Rhythmic activity could potentially be explained as unhealthy neurons being unable to maintain a hyperpolarized resting potential, hence we looked for evidence of poor cell health. Maintenance of intracellular calcium concentration is often compromised in dying neurons (Hyrc et al. 1997), hence we compared the baseline GCaMP fluorescence levels (see materials and methods) of rhythmic neurons (neurons with showing 2 or more rhythmic epochs) with their nonrhythmic counterparts within each slice. Of the 25 slices, rhythmic neurons were significantly brighter (P < 0.01, two-sample Kolomogorov-Smirnov test) than low-activity neurons in only one slice. Similarly, unhealthy neurons often swell and then shrink below their normal size. We compared the size of regions of interest of rhythmic and nonrhythmic neurons but found no significant difference (Fig. 3C). Overall, we found no evidence to support the possibility that rhythmic neurons were unhealthy.

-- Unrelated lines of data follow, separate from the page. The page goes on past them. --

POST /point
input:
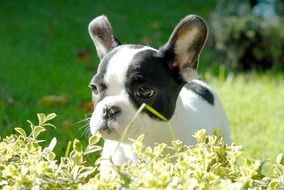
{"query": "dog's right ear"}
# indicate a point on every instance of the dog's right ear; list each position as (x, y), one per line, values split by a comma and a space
(100, 31)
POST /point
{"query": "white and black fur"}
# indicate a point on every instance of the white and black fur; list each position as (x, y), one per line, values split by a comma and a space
(129, 75)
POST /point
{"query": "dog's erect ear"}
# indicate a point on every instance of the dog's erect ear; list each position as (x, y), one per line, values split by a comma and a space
(185, 45)
(101, 33)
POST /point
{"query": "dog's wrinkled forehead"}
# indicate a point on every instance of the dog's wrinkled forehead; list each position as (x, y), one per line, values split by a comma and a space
(112, 71)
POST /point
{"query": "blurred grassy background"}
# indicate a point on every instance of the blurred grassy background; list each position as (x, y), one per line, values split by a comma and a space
(47, 60)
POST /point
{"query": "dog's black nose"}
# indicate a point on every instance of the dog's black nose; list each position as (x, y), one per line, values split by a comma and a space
(111, 112)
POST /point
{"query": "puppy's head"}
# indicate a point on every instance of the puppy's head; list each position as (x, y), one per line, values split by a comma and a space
(129, 75)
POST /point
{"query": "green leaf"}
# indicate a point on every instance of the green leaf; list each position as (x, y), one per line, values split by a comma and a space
(77, 157)
(21, 131)
(92, 149)
(50, 116)
(279, 159)
(37, 130)
(41, 118)
(77, 146)
(52, 144)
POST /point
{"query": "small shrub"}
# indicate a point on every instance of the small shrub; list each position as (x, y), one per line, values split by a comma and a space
(246, 40)
(210, 164)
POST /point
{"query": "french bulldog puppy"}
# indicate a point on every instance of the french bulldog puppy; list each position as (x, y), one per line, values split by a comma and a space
(130, 75)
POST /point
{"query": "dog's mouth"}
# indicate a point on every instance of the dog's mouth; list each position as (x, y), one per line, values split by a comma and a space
(107, 131)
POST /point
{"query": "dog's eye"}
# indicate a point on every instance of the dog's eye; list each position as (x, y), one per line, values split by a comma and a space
(94, 88)
(145, 92)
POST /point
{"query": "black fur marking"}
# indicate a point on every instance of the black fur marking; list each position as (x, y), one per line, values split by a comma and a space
(202, 91)
(98, 79)
(150, 69)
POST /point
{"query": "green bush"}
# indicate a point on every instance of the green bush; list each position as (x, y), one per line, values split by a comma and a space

We investigated possible interactions between pairs of rhythmic neurons by using coherence analysis. Coherence is a complex-valued measure of interaction between two oscillators as a function of frequency: its magnitude indicates the strength of interaction, and its phase gives the relative delay between oscillations. The sign of the phase angle depends on which oscillator is considered the reference and is not of interest for this analysis, hence we present its absolute value instead. We found 1.6 ± 0.7% (N = 25 slices) of all pairs of neurons within a slice showed statistically significant coherence. The magnitude of significant coherence was typically low (0.384 ± 0.005, N = 522 pairs; Fig. 3F) relative to the theoretical maximum of 1. The distribution of phase delay among coherent pairs (Fig. 3G) was inconsistent with a uniform angular distribution (P < 0.01, Rayleigh test) and peaked around 0°, indicating a preference for in-phase interaction. For each slice we compared the distribution of distances between coherent pairs with the distances between all possible pairs by using the two-sample Kolmogorov-Smirnov test. We found no significant differences and therefore no evidence of any spatial clustering among coherent neurons. Taken together, these results suggest that the rhythmic activity we observed represents the output of many independent or weakly coupled oscillators.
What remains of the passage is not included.